Probably no-one expected ‘the Daniels’, directors of Daniel Radcliffe’s-farting-corpse-movie Swiss Army Man to follow it up with one of the most beloved features of the year. But that’s exactly what happened with this absurd OTT multiverse-straddling action-packed comedy-drama pic, one that resonated thanks to its family-centred emotional core. Also keythe rich roles welcomely offered to Michelle Yeoh and Ke Huy Quan (and to Stephanie Hsu and James Hong). As much a celebration of the iconic Yeoh as it is anything else, Everything Everywhere All at Once may have earned its promotional tie-in hot dog finger gloves and buttplug—sorry, I mean trophy—candles, but it’s the intimate moments sold by its stars that proved most moving, even as we thrilled to Yeoh and Quan kicking ass. 

“You’d better grab your ticket and hold on for dear life as the subtitles and sight gags barrel past,” proclaimed Eliza Janssen.

3. RRR

I first got excited about the potential of RRR when reading on Twitter that in the first 45 minutes there were three action sequences to rival the Fast & Furious franchise—and then the opening title card. Watching this with a crowd was a true thrill—with so much of CGI-powered action cinema feeling increasingly stale, Indian Telugu action drama RRR swings for the fences with an irrepressible energy that puts Hollywood counterparts to shame. Two real-life Indian revolutionaries from the 1920s team up in this fictional account, going up against the colonial evils of the British Empire (depicted here with maximum scenery-chewing relish by Ray Stevenson et al). While it might be turning up on a number of best-of lists, RRR hardly needs us patting the film on its back in patronising western fashion, its thrilling three-hour runtime and ability to put a grin on faces showing that it knows exactly what it’s doing.

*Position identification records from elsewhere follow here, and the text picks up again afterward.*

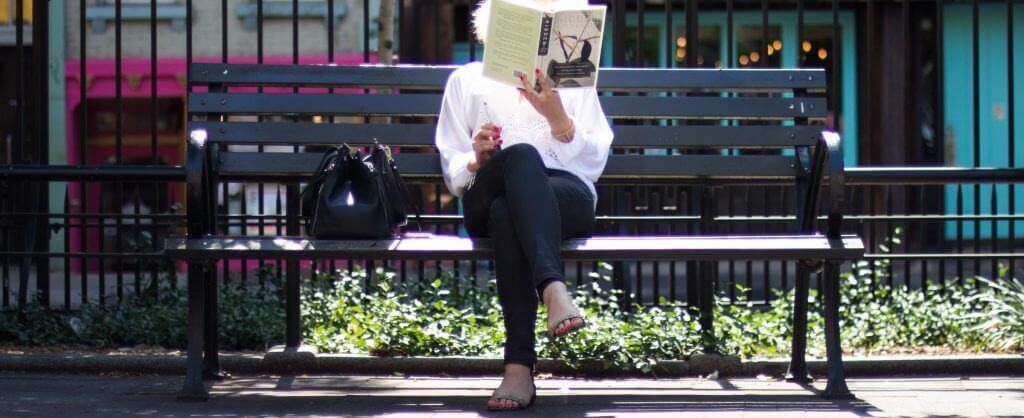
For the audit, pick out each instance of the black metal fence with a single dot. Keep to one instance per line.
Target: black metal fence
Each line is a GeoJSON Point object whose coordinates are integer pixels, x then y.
{"type": "Point", "coordinates": [87, 226]}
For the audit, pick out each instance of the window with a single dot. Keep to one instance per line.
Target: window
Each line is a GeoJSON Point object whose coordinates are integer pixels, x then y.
{"type": "Point", "coordinates": [8, 11]}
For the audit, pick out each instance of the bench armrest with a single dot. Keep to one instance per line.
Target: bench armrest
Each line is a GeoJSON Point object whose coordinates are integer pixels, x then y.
{"type": "Point", "coordinates": [837, 181]}
{"type": "Point", "coordinates": [198, 184]}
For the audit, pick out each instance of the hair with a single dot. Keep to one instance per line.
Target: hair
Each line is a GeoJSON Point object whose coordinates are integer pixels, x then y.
{"type": "Point", "coordinates": [482, 12]}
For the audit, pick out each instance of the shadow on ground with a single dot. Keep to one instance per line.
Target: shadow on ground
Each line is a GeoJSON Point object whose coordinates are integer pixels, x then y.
{"type": "Point", "coordinates": [354, 395]}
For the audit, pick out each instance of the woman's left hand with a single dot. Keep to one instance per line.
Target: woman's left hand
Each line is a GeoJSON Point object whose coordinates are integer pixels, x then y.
{"type": "Point", "coordinates": [547, 102]}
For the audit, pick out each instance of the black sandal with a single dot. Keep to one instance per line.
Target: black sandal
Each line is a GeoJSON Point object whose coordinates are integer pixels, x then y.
{"type": "Point", "coordinates": [567, 321]}
{"type": "Point", "coordinates": [521, 404]}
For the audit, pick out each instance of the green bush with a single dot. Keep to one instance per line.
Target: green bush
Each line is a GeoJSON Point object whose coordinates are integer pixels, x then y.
{"type": "Point", "coordinates": [453, 316]}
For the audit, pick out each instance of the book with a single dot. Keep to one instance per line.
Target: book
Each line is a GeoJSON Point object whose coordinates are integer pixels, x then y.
{"type": "Point", "coordinates": [564, 43]}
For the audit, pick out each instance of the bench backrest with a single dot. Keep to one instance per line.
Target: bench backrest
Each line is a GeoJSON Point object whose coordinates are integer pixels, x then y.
{"type": "Point", "coordinates": [691, 111]}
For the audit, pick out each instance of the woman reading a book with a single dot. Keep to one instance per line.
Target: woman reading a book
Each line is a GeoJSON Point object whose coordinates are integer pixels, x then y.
{"type": "Point", "coordinates": [523, 162]}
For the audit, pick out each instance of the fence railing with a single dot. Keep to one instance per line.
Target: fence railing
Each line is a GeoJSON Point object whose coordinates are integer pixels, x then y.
{"type": "Point", "coordinates": [86, 202]}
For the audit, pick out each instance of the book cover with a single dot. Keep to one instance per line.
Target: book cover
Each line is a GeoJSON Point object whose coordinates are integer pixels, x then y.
{"type": "Point", "coordinates": [565, 44]}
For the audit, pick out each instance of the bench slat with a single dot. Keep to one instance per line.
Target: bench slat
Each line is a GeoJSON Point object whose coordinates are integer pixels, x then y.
{"type": "Point", "coordinates": [426, 77]}
{"type": "Point", "coordinates": [599, 248]}
{"type": "Point", "coordinates": [290, 133]}
{"type": "Point", "coordinates": [429, 105]}
{"type": "Point", "coordinates": [242, 165]}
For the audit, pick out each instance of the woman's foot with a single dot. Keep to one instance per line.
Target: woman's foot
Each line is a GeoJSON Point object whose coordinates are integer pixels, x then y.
{"type": "Point", "coordinates": [516, 391]}
{"type": "Point", "coordinates": [562, 317]}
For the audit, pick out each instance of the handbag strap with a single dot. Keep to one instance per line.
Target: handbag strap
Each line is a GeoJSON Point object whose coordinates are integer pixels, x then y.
{"type": "Point", "coordinates": [385, 153]}
{"type": "Point", "coordinates": [307, 197]}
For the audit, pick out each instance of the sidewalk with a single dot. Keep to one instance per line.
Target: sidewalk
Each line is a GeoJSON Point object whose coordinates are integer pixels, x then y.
{"type": "Point", "coordinates": [368, 395]}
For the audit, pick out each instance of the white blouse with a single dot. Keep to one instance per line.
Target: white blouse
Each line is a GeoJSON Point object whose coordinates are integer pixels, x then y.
{"type": "Point", "coordinates": [470, 100]}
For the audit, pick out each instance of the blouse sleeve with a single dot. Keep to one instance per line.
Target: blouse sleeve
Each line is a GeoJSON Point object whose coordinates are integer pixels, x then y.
{"type": "Point", "coordinates": [588, 153]}
{"type": "Point", "coordinates": [454, 138]}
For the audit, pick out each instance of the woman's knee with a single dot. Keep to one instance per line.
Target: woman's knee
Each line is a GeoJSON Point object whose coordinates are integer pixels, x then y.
{"type": "Point", "coordinates": [500, 218]}
{"type": "Point", "coordinates": [522, 153]}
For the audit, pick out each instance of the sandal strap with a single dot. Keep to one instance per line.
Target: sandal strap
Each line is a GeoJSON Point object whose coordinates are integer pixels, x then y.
{"type": "Point", "coordinates": [504, 395]}
{"type": "Point", "coordinates": [572, 316]}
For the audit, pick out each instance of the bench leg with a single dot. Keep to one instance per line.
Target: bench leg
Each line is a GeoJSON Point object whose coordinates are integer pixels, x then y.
{"type": "Point", "coordinates": [211, 366]}
{"type": "Point", "coordinates": [837, 388]}
{"type": "Point", "coordinates": [706, 284]}
{"type": "Point", "coordinates": [194, 388]}
{"type": "Point", "coordinates": [293, 337]}
{"type": "Point", "coordinates": [798, 361]}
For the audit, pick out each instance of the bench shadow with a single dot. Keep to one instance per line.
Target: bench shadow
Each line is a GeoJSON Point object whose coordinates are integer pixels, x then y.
{"type": "Point", "coordinates": [327, 399]}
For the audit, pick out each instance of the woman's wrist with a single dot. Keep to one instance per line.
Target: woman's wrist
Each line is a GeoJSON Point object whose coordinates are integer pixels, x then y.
{"type": "Point", "coordinates": [560, 124]}
{"type": "Point", "coordinates": [564, 130]}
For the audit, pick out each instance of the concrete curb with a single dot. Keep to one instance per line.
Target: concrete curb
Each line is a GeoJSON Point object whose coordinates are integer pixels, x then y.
{"type": "Point", "coordinates": [304, 362]}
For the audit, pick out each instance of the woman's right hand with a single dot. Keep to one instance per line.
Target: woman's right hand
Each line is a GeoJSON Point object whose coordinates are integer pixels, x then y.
{"type": "Point", "coordinates": [485, 142]}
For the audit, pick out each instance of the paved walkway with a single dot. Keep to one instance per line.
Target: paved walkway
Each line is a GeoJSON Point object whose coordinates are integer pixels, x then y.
{"type": "Point", "coordinates": [367, 395]}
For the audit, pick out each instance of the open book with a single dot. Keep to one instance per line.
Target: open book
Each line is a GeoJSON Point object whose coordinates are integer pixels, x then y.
{"type": "Point", "coordinates": [565, 44]}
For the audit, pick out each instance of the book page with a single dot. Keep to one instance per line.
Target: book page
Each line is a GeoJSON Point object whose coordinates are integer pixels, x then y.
{"type": "Point", "coordinates": [573, 52]}
{"type": "Point", "coordinates": [512, 42]}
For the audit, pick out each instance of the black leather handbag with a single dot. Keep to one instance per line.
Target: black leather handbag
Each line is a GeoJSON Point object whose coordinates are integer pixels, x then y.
{"type": "Point", "coordinates": [354, 198]}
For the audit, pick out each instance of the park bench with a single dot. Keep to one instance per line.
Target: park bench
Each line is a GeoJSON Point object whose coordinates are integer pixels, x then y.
{"type": "Point", "coordinates": [281, 113]}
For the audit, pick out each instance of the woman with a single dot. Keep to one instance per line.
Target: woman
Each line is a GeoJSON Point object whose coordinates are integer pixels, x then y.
{"type": "Point", "coordinates": [524, 163]}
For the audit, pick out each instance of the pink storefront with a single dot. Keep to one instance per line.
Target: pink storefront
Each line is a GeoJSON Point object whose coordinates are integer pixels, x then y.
{"type": "Point", "coordinates": [138, 144]}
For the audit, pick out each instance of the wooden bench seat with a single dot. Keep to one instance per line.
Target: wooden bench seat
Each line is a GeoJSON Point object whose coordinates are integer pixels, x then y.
{"type": "Point", "coordinates": [707, 128]}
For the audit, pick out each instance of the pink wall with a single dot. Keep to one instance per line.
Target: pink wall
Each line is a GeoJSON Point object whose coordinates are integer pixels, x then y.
{"type": "Point", "coordinates": [136, 80]}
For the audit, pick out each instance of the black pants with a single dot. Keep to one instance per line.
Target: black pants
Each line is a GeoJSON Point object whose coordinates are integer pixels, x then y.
{"type": "Point", "coordinates": [526, 210]}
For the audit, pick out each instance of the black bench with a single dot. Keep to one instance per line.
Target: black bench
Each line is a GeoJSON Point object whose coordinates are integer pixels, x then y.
{"type": "Point", "coordinates": [797, 96]}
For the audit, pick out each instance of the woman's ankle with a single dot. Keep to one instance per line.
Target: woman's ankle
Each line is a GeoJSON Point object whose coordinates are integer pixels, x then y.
{"type": "Point", "coordinates": [553, 291]}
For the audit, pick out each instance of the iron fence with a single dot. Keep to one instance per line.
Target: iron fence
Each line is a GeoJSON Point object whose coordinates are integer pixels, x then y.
{"type": "Point", "coordinates": [92, 182]}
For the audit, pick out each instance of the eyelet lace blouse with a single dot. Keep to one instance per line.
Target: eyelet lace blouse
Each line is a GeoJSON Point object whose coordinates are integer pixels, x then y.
{"type": "Point", "coordinates": [470, 100]}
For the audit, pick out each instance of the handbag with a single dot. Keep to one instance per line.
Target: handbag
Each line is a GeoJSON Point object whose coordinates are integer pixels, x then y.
{"type": "Point", "coordinates": [354, 198]}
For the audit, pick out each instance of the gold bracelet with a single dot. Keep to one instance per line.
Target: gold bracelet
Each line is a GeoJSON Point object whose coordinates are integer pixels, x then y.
{"type": "Point", "coordinates": [564, 136]}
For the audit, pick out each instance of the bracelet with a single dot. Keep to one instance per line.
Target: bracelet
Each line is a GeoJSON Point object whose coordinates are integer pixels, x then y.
{"type": "Point", "coordinates": [564, 136]}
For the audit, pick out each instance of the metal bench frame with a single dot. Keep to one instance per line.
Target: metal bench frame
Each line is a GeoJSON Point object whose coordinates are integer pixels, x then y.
{"type": "Point", "coordinates": [817, 158]}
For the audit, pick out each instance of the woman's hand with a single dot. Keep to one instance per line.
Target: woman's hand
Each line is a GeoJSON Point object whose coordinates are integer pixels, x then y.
{"type": "Point", "coordinates": [485, 141]}
{"type": "Point", "coordinates": [548, 103]}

“One of the best action movies I’ve seen in years,” wrote Travis Johnson. “I’d have to go back to the first John Wick or even The Raid to recall an actioner that had me sit up and take notice like this.”

2. Decision to Leave

Back to the big screen after his excellent series adaptation of The Little Drummer Girl with Florence Pugh and Alexander Skarsgård, Park Chan-wook (Oldboy, Stoker) won Best Director for Decision to Leave at Cannes this year, and deservedly so. A romantic mystery with a classic setup, this is a contemporary riff on Hitchcock and femmes fatale which sees a detective fall for a freshly-widowed woman—who as cinema convention dictates, is also the prime suspect in her husband’s death. It sounds simple, but in Park’s hands this is not just an intricate, knowing noir but also a showcase for his relentless filmmaking style, one that shows his mastery of the visual form.

“From beginning to end, you’re reminded of the unparalleled dynamism that fills the director’s work; with impactful sound design, gorgeous framing, and genius edits,” wrote Rory Doherty.

1. Nope

Jordan Peele returned to big screens this year with Nope, a film that had plenty to say about the nature of spectacle while also delivering exactly that. His follow-up to Get Out and Us placed us with siblings Daniel Kaluuya and Keke Palmer, each of whom turned in excellent and very different performances, as they made an uncanny and chilling discovery on their Californian ranchland. Funny, scary, observant, and above all original, we never knew quite was around the next corner, and Peele also used the scale of the IMAX format to frequently have us nervously peering around the frame. There was a lot going on here, which proved too confounding for some, but the anxious pleasure of watching fresh ideas play out unpredictably on the biggest possible screen was something that no other film quite captured the same way this year.

“It’s awesome seeing a commercial director continue to cement his voice in a field crowded with pre-existing IP, and a big part of Peele’s appeal is his skill with the unexpected,” wrote Tony Stamp. “Nope is hugely enjoyable on a surface level, and there’s tons to dig into on repeat viewings, but its main asset is how straight-up weird a lot of its elements are.”